Lozman appealed, arguing his home should have been protected under ordinary real estate laws, not classified as a ship subject to being seized.
The Supreme Court, in Lozman v. City of Riviera Beach, agreed and said a “reasonable observer” looking at the plywood box home would conclude it was a home, not a vessel. It was not “designed to any practical degree for carrying people or things on water,” Breyer said. He noted the home had no rudder, no steering mechanism and no source of propulsion.
The justices sent the case back to Florida, where Lozman can seek to recover a $25,000 bond taken out before his home was seized and destroyed.
“Our clients are thrilled. This ‘reasonable observer’ test may seem like an obscure technicality, but it’s big news for hundreds of floating homeowners we represented in Sausalito and Seattle, and for hundreds of others throughout the nation,” said Michelle Friedland, a lawyer in San Francisco. “They live in homes that are designed to remain stationary and are affixed to the land through electrical and other utility connections.”
Judy Patterson, executive director of the American Gaming Association, said the ruling “will have a positive impact on our industry, framing the right of riverboat casino operators and ensuring they do not face overly broad liability, as would have been the case if the Supreme Court had ruled the other way.”

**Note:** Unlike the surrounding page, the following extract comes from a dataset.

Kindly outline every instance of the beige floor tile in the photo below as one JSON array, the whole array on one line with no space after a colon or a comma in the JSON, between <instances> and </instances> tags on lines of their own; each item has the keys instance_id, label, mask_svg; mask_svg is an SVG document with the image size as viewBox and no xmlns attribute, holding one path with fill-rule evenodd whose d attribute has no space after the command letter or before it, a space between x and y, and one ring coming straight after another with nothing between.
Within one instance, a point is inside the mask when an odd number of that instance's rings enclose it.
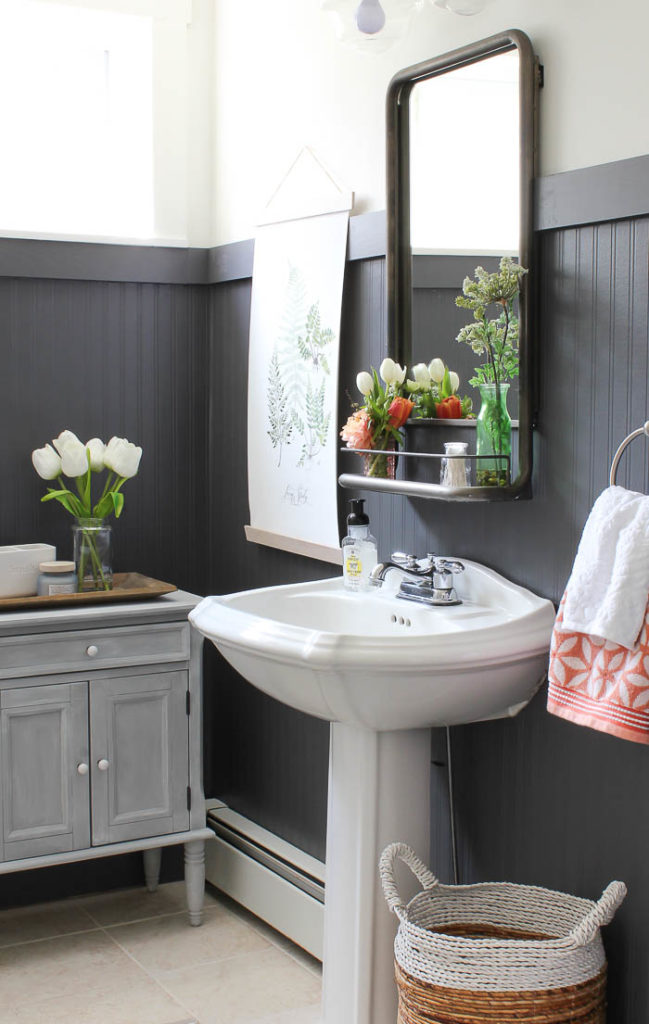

Breyer also said that a vessel, once moored, can lose its legal status as a vessel. “For example, an owner might take a structure that is otherwise a vessel (even the Queen Mary) and connect it permanently to the land for use, say, as a hotel,” he said.
In dissent were Justices Sonia Sotomayor and Anthony M. Kennedy. They said Breyer’s “reasonable observer” standard will likely cause confusion in the lower courts.
Staff writer Joel Landau contributed to this report.